Shellfish Culture’s Scott Parkinson says a strategy of ‘farming around’ the disease will be a key factor in getting the most out of the new genetic lines. Shellfish Culture takes ASI broodstock and produces large quantities of seed or spat—baby oysters three to nine months old—that it sends to oyster farms for growing out.

“Managing POMS is not just about genetics, although that will underpin the recovery of the Australian oyster industry, but about management, site selection, when to stock,” says Parkinson. “Different growers are experimenting with different strategies.”

Oyster age is a risk factor for POMS, with younger oysters at a higher risk of death than mature individuals.

“Some growers are putting spat in during the POMS season, when the animals are very young. The idea is that only resistant animals will survive and grow out. Others are taking the spat in the autumn so they can grow to a bigger size before the next POMS season—as they will be a larger size, they are more likely to have higher survival rates. It’s an economic exercise that the growers will have to do by trial and error.”

For Shellfish Culture, POMS has brought both challenge and opportunity. Overnight, the company lost not just a significant percentage of its stock of around 100 million spat, but was no longer able to supply South Australia or most of NSW - which represented 50 per cent of its market - due to interstate biosecurity protocols.

Six-month old spat ready for sale. Image: Shellfish Culture

Its response was to set up a new facility in South Australia, Eyre Shellfish. At the same time, the company invested in making its main hatchery operation near Hobart biosecure, which after two independent biosecurity audits has been declared disease-free and is now back to supplying oyster spat to the entire Tasmanian industry.

Genetic resistance

ASI’s general manager, Matt Cunningham, also sees management strategies adopted by oyster growers as an important complement to genetics. Yet the fact remains that farming strategies are useless if stock are not viable.
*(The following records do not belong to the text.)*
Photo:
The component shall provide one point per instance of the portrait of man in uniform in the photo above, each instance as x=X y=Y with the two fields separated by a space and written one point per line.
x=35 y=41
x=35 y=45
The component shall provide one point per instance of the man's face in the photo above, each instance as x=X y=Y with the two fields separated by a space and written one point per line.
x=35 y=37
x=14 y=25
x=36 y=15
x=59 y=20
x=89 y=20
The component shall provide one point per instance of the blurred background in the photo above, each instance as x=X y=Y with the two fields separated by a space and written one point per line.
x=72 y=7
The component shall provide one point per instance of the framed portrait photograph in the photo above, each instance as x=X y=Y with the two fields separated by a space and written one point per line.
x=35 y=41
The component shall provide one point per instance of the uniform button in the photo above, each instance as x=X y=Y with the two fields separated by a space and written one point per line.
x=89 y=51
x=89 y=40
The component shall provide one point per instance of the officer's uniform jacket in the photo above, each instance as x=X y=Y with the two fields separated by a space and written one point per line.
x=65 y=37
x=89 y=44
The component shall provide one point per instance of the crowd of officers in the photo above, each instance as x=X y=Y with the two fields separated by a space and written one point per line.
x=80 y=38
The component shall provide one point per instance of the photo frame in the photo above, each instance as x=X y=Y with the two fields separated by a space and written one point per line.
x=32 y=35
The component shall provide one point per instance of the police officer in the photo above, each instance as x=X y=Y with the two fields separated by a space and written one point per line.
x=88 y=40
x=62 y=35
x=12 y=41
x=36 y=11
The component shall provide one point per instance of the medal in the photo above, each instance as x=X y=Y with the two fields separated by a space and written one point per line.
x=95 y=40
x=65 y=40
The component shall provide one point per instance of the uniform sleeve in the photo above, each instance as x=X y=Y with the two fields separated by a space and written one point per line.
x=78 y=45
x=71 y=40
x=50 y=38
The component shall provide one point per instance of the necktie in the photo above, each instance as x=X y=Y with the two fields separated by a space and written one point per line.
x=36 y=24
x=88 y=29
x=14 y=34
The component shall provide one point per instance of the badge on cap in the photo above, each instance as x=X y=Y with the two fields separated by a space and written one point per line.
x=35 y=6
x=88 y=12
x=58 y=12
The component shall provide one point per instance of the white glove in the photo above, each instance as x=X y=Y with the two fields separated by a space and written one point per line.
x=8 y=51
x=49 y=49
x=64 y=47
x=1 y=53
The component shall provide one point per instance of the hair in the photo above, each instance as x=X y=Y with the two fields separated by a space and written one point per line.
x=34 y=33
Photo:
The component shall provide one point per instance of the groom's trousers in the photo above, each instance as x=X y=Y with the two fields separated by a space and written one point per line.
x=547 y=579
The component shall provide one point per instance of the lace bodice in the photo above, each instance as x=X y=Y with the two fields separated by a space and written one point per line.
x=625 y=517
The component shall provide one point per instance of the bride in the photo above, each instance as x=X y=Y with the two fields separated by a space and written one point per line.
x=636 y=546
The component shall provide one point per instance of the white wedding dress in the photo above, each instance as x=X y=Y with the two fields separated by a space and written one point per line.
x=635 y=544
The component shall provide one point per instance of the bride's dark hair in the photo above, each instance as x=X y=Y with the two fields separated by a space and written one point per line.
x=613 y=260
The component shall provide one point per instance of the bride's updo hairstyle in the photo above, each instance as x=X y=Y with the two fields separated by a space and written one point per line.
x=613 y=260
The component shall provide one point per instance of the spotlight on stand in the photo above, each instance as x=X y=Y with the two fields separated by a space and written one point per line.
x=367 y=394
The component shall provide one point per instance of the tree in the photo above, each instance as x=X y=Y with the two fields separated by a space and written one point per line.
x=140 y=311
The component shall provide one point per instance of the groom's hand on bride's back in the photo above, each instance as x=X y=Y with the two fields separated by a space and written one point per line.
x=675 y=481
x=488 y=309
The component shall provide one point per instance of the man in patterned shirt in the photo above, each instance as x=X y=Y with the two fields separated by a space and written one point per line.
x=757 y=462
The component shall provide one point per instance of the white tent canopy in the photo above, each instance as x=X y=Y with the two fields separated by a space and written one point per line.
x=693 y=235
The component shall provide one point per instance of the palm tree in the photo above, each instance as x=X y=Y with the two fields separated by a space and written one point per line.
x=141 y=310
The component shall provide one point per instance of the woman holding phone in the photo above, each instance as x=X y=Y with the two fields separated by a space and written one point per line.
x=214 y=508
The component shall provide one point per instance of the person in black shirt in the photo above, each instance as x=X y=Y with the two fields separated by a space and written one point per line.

“To have a viable oyster industry, we have to have POMS-resistant Pacifics – there’s no way around it,” says Cunningham. “In terms of having an effective response to an industry crisis, this is a good story. We had the family lines in place in NSW and we were able to hit the ground running. We were four to five years ahead of France and New Zealand, where they essentially had to start their breeding program from scratch.”

For Dr Kube, the genetic improvement research continues. “CSIRO provides the specialist genetic knowhow. We’ve been analysing the trial data and interpreting it so that ASI can use it to choose which animals will be used as breeding stock in each new cycle,” he says.

“We will keep breeding stock for resistance. We still have a percentage of animals that die from the disease, so we have to get more and more resistance into that stock.”